Yeah, yeah, you are you yourself are never wrong and certainly
your mental models. And yeah, there's nothing wrong with having a, there's
nothing bad about having your own mental model, a mental model is just something
that happens to me. And so if you if you like, always think and always talk in a
style where you say, you talk about how things seem and what your mental model
is, you can entirely, he says you can entirely avoid two things, you entirely
avoid A, the feeling of fully believing something. And you also entirely avoid
B, the realization that you are 100% wrong about something. Like if you're
always talking about what things seem to be like, you know, what your mental
model is, and you know, what probably might be true, sometimes.

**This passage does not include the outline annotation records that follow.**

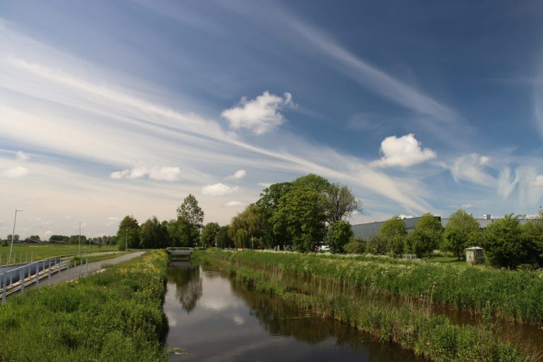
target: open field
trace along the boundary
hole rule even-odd
[[[241,257],[240,255],[244,253]],[[377,298],[362,303],[352,298],[349,288],[301,291],[297,281],[311,278],[309,274],[296,273],[298,277],[293,278],[291,272],[294,269],[288,269],[291,264],[281,262],[280,259],[275,259],[276,267],[261,264],[266,258],[261,259],[262,255],[258,254],[265,253],[207,251],[198,252],[195,257],[235,276],[237,282],[247,289],[276,294],[308,313],[339,320],[373,334],[380,341],[397,343],[433,361],[527,361],[537,358],[502,341],[494,334],[491,322],[479,326],[455,325],[446,317],[431,315],[426,308],[414,304],[393,307],[380,303]],[[286,254],[277,255],[284,257]],[[334,264],[339,269],[344,268],[344,263],[337,258]],[[334,277],[333,269],[327,272],[330,274],[329,277]],[[324,277],[325,273],[320,275]]]
[[[168,361],[164,251],[0,305],[0,361]]]
[[[103,245],[98,247],[97,245],[81,245],[81,252],[98,252],[117,251],[117,245]],[[28,259],[30,262],[32,255],[34,261],[45,259],[55,255],[63,255],[66,254],[76,254],[79,251],[79,245],[74,244],[13,244],[11,259],[16,257],[17,262],[19,262],[22,256],[24,262],[28,255]],[[1,254],[1,264],[4,265],[8,259],[9,255],[9,245],[0,247],[0,254]]]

You'll never experience fully believing something, and you'll never experience
what it feels like to be 100% wrong about something. And the interesting point
that he makes is that the good thing about, you know, if there is the potential
of you being confidently wrong about something, it kind of, what's a good
analogy here, it kind of forces you to like, really think about your beliefs and
things. You know, it's kind of like how, if you were, if you weren't, let's say
you were trying to jump a distance of one meter, right? Okay, one meter is
really easy. Let's say you try and jump a distance of two meters, that would be
okay, that's also easy. Let's say, let's say you were trying to jump a distance
of four meters, okay?
Like you want to jump distance of four meters. Now, you could just lay out, you
know, two lines in the sand four meters apart and try and make the jump. Yeah,
that's one way of doing it. Or you could dig a pit of fire, and lava, which is
four meters long, and try and jump over that, right? And when the stakes are
higher, when there is an actual cost of being wrong, your mindset about how the
hell you're going to jump four meters is going to be very different, because now
your life depends on jumping this four meters. In the first instance, when
you're jumping between two lines on the beach, your life doesn't depend on
jumping four meters. And so I think there's a good chance that you can jump the
four meters when it's over lava when your life depends on it, and you have to do
it.
And you might end up never jumping the four meters of the sand. And so
similarly, like, if you actually stake claims to things, and you expose yourself
to the possibility of being, like really confidently wrong about something, and
having to like put your hands up and say, I thought that was true, and I'm
wrong, then like, it's sort of, it sort of tunes your, your thinking circuits
differently, where you're actually, you know, you'll think about things in a
different way. And you'll kind of iterate on your beliefs differently, you're
kind of like, you know, whereas if you can always, you know, get away with all
it seems like, this is the case or whatever, like, there's, there's no stakes,
you can you can go around having really, really, you know, bad mental models, if
you want to call it that.
You can go around your whole life having really bad mental models, because
there's never any reason to try and refine them, or like try and actually get
them right, because you're never gonna be wrong about it. It's always a
probability. So it was it seems to be right. What do you think about that?